Pregnancy is such an odd thing. It does all sorts of strange things to your body, it makes you crazy, it makes you stupid. One minute you’ll be elated and thinking about how soon you will have this tiny, precious little critter to love and care for; the next minute you’re in a panic wondering how the hell you are going to take care of this alien in your belly and wondering why in the hell you ever got pregnant in the first place (in my case it was accidental, but still). At least, that’s how I’ve been.
We had a wonderful weekend. My dad and his wife came for a quick visit Saturday morning (have I mentioned how utterly lovely it is to be living so much closer to more family members? Andy, Michala, I miss you terribly, but I’m really liking having the ‘rents a short car trip away) and took us out to breakfast. They took photos of me and my baby bump to add to the baby book Laura (step-mom) always makes for every grandkid. I’ve seen the ones for her daughter’s children and they’re very cute – filled with pregnancy photos, photos in the hospital at birthing time, and photos of the kids in various stages of growing up. She keeps them until the kid turns 18 and then hands them over. Fun. I felt all cute with my lil bump (as opposed to how I normally feel, which is like a lumbering elephant). At breakfast my dad chattered about how excited he is to be a Grandpa, especially since he will soon be retired. He plans to take the kid on various adventures and teach her to fish. We discussed the fact that she is missing a hand, and how we have all come to grips with it and realized that she will be an amazing person who will astound all of us. In short, it was one of the elated moments where I am so stinking excited to be pregnant and bringing a little person into this world that I almost can’t wait.
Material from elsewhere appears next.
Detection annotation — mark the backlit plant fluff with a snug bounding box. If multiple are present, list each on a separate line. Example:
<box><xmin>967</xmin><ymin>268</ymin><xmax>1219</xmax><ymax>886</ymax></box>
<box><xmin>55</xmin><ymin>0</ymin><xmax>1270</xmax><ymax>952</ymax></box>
Yesterday was another one of those I’m-so-excited-and-I-just-can’t-hide-it days. We went to Babies R Us to start our registry since one of my showers is in a few weeks. Wandering around looking at baby furniture, colorful bedding, tiny shoes and adorable clothes put both of us in a yay-BABY! mood. We found a co-sleeper instead of a bassinet (which will come in handy since we have absolutely NO room in this tiny apartment), we found a space-saving booster chair thing that attaches to a kitchen chair, thus removing the need for a high-chair (see above comment about NO ROOM IN THIS TINY APARTMENT), and we cooed over tiny, pink mary jane shoes, itty bitty Converse high tops, Swaddle Me blankets in pink monkey print, and hooded Winnie the Pooh towels.
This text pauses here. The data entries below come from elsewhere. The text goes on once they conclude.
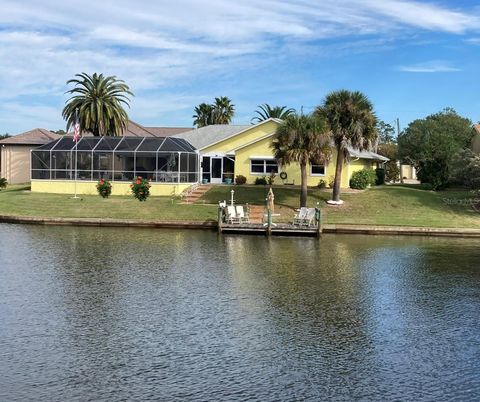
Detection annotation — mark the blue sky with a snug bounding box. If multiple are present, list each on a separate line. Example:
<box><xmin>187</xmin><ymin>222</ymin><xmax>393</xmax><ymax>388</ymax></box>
<box><xmin>0</xmin><ymin>0</ymin><xmax>480</xmax><ymax>134</ymax></box>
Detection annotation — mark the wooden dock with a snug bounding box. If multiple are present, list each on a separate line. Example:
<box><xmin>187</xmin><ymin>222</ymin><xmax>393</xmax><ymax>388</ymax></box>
<box><xmin>219</xmin><ymin>223</ymin><xmax>319</xmax><ymax>237</ymax></box>
<box><xmin>218</xmin><ymin>208</ymin><xmax>322</xmax><ymax>237</ymax></box>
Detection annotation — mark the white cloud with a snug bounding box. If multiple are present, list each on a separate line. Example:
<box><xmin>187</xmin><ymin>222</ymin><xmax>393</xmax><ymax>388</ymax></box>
<box><xmin>0</xmin><ymin>0</ymin><xmax>480</xmax><ymax>131</ymax></box>
<box><xmin>398</xmin><ymin>60</ymin><xmax>462</xmax><ymax>73</ymax></box>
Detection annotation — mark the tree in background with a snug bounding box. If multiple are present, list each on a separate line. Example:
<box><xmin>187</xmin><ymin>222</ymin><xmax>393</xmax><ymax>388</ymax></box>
<box><xmin>449</xmin><ymin>148</ymin><xmax>480</xmax><ymax>190</ymax></box>
<box><xmin>192</xmin><ymin>103</ymin><xmax>213</xmax><ymax>128</ymax></box>
<box><xmin>252</xmin><ymin>103</ymin><xmax>295</xmax><ymax>123</ymax></box>
<box><xmin>192</xmin><ymin>96</ymin><xmax>235</xmax><ymax>128</ymax></box>
<box><xmin>62</xmin><ymin>73</ymin><xmax>133</xmax><ymax>136</ymax></box>
<box><xmin>398</xmin><ymin>108</ymin><xmax>473</xmax><ymax>190</ymax></box>
<box><xmin>315</xmin><ymin>90</ymin><xmax>377</xmax><ymax>203</ymax></box>
<box><xmin>272</xmin><ymin>114</ymin><xmax>331</xmax><ymax>207</ymax></box>
<box><xmin>377</xmin><ymin>120</ymin><xmax>400</xmax><ymax>183</ymax></box>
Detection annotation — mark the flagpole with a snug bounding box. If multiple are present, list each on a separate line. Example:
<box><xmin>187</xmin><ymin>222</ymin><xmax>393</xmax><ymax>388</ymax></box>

Somewhere in the middle of the night the euphoria wore off and the above mentioned panic apparently set in. I dreamt **warning: grossness ahead** that I was breast feeding my cats. MY CATS. How gross is that? I repeat: how gross is THAT?! The baby was around, and probably hungry, but I decided the kitties had a greater need. I woke up in quite a state, and am now wondering what the hell kind of mom I am going to turn out to be?! GEEZ.